Недавно я побывал на этой соррентийской вилле. Стояли жаркие дни начала сентября. Ворота, выходившие на проезжую улицу виа дель Капо, были закрыты. Я позвонил. Дверь открыл слуга. От него я узнал, что прежние владельцы давно здесь не живут, вилла продана, а хозяина синьора Джованни Руссо нет дома, и что он вернется часа в три. Я решил к себе не возвращаться и подождать. Обогнул виллу, прошел оливковую рощу и вдоль узкой улицы с древним каменным забором, поросшим жасмином, спустился к знаменитой купальне королевы Джованны. Это были развалины крепости времен Августа, окруженные живописными скалами, уходящими в сине-бирюзовую воду. Везувий, еще утром закрытый маревом, был ясно виден отсюда на горизонте.
Когда я снова поднялся к вилле, оказалось, что за это время синьор Джованни успел вернуться и снова уехать. Увидев мое расстроенное лицо, добрый слуга открыл дверь. В дом проситься было неудобно. Да и зачем? Не искать же в самом деле пушкинские письма в доме, где от прошлой жизни не осталось и следа. Я прошел по песчаной дорожке между пальмами и соснами к балюстраде и посмотрел вниз. Сверху развалины императорской крепости казались маленькими камнями, уроненными в воду. Вот здесь, на этом месте, стоял Горький, смотрел на море и размышлял. Он был проницательным человеком, а как писатель ясно видел и предвидел. Что же случилось с ним на этой вилле?
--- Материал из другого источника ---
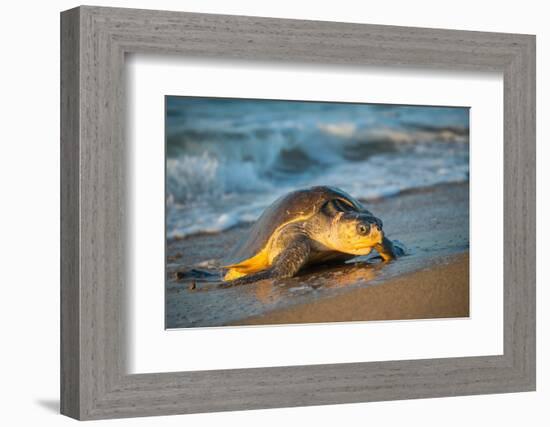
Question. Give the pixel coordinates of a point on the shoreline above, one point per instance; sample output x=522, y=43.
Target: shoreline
x=433, y=225
x=430, y=293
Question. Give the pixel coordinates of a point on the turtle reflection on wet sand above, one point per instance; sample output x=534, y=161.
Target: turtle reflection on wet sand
x=307, y=227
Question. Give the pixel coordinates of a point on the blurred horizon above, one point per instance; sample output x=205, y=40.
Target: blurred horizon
x=229, y=158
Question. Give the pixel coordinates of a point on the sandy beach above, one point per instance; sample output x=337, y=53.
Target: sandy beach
x=431, y=281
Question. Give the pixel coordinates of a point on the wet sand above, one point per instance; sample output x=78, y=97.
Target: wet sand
x=430, y=293
x=432, y=281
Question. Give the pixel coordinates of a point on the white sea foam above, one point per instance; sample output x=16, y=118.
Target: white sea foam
x=228, y=161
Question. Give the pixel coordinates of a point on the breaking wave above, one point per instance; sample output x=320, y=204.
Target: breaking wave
x=228, y=159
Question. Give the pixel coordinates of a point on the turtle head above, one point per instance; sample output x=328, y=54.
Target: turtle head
x=355, y=233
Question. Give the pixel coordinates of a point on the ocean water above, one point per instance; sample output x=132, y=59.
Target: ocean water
x=227, y=159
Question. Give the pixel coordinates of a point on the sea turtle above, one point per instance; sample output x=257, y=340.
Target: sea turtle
x=304, y=227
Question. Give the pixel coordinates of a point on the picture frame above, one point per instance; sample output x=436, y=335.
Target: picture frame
x=94, y=381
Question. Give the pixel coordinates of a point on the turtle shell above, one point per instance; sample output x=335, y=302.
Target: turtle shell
x=293, y=207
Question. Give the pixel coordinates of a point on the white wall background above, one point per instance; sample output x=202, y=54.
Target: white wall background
x=29, y=224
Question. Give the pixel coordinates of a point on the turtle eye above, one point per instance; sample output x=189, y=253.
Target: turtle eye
x=363, y=229
x=343, y=206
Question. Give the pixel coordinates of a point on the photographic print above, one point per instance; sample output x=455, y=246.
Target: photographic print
x=293, y=212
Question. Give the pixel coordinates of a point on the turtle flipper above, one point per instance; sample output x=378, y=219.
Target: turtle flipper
x=285, y=265
x=388, y=250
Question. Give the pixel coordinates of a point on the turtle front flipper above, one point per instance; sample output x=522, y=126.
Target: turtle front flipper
x=388, y=250
x=285, y=265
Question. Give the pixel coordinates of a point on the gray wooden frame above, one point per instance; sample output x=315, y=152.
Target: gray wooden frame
x=94, y=41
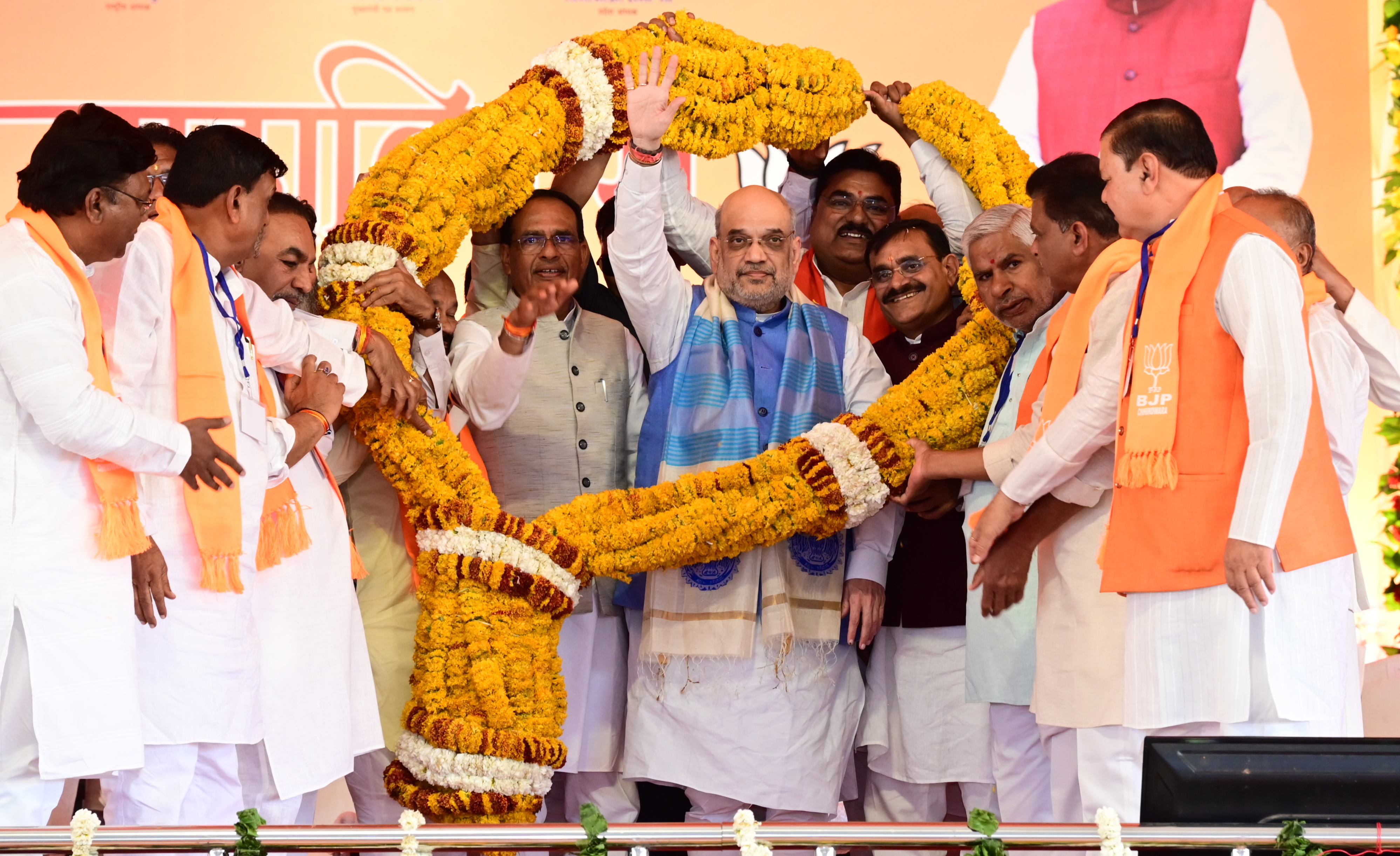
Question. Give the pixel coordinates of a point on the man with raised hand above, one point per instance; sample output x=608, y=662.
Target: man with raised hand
x=1228, y=533
x=743, y=701
x=69, y=494
x=191, y=333
x=555, y=399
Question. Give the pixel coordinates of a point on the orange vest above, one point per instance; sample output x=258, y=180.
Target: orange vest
x=1171, y=540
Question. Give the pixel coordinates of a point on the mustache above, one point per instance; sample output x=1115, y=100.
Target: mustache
x=892, y=296
x=757, y=268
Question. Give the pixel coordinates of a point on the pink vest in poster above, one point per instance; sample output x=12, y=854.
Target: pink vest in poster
x=1094, y=62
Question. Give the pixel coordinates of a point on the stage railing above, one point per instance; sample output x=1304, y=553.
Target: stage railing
x=640, y=838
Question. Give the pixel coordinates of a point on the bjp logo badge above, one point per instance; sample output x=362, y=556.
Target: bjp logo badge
x=1157, y=361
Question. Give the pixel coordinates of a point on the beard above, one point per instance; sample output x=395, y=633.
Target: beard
x=752, y=297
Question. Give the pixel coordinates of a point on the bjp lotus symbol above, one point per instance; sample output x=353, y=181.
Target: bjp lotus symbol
x=1157, y=361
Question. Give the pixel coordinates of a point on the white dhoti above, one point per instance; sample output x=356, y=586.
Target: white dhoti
x=594, y=652
x=755, y=732
x=917, y=725
x=1200, y=656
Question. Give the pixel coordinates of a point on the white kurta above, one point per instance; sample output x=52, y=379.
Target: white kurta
x=1273, y=107
x=73, y=605
x=314, y=655
x=745, y=731
x=1081, y=684
x=201, y=669
x=1190, y=652
x=1002, y=649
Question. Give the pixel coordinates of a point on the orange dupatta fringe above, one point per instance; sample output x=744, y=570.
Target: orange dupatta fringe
x=282, y=532
x=122, y=533
x=1150, y=433
x=1063, y=377
x=810, y=282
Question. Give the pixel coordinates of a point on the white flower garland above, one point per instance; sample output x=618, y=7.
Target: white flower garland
x=82, y=829
x=586, y=75
x=409, y=822
x=495, y=547
x=1111, y=833
x=747, y=836
x=472, y=773
x=357, y=261
x=856, y=470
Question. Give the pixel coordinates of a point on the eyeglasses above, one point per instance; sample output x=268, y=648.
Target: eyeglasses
x=533, y=245
x=843, y=203
x=772, y=244
x=909, y=268
x=145, y=205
Неужели не разглядел с этой высоты императорской крепости? Или, сбившись с пути еще раньше, не умел или не хотел изменить жизнь?
Слуга проводил меня до ворот. Уже на улице я оглянулся на прощание и тогда только увидел на кремовом фасаде белую мраморную доску. На ней было написано по-итальянски и по-русски: «Здесь в 1924–1933 годах жил великий писатель Союза Советских Социалистических Республик Максим Горький».
Ночью в апельсиновом саду мне не спалось. Я вспоминал памятную доску и думал о том, что если во времена Пушкина история тащилась как «телега жизни», то теперь она мчится как космическое тело. Мы с детства привыкли к тому, что нет живого Пушкина и его державного цензора, нет Горького и его страшного хозяина. А вот к тому, что нет Союза Советских и так далее… надо еще привыкнуть. И уже лет пять, как нет в живых моего друга Федора Федоровича Волькенштейна, Фефы, который мне много рассказывал о Горьком и его сыне… Ночью в саду я написал этот рассказ. А когда взошло солнце и при утреннем свете я его перечитал, то убедился, что все, произошедшее с Горьким в тот день на вилле, случилось на самом деле. Все было достоверно. Неправдоподобным казался только сад, темная непроницаемая для солнца крона лакированных листьев и падалица — подгнивающие на земле лимоны.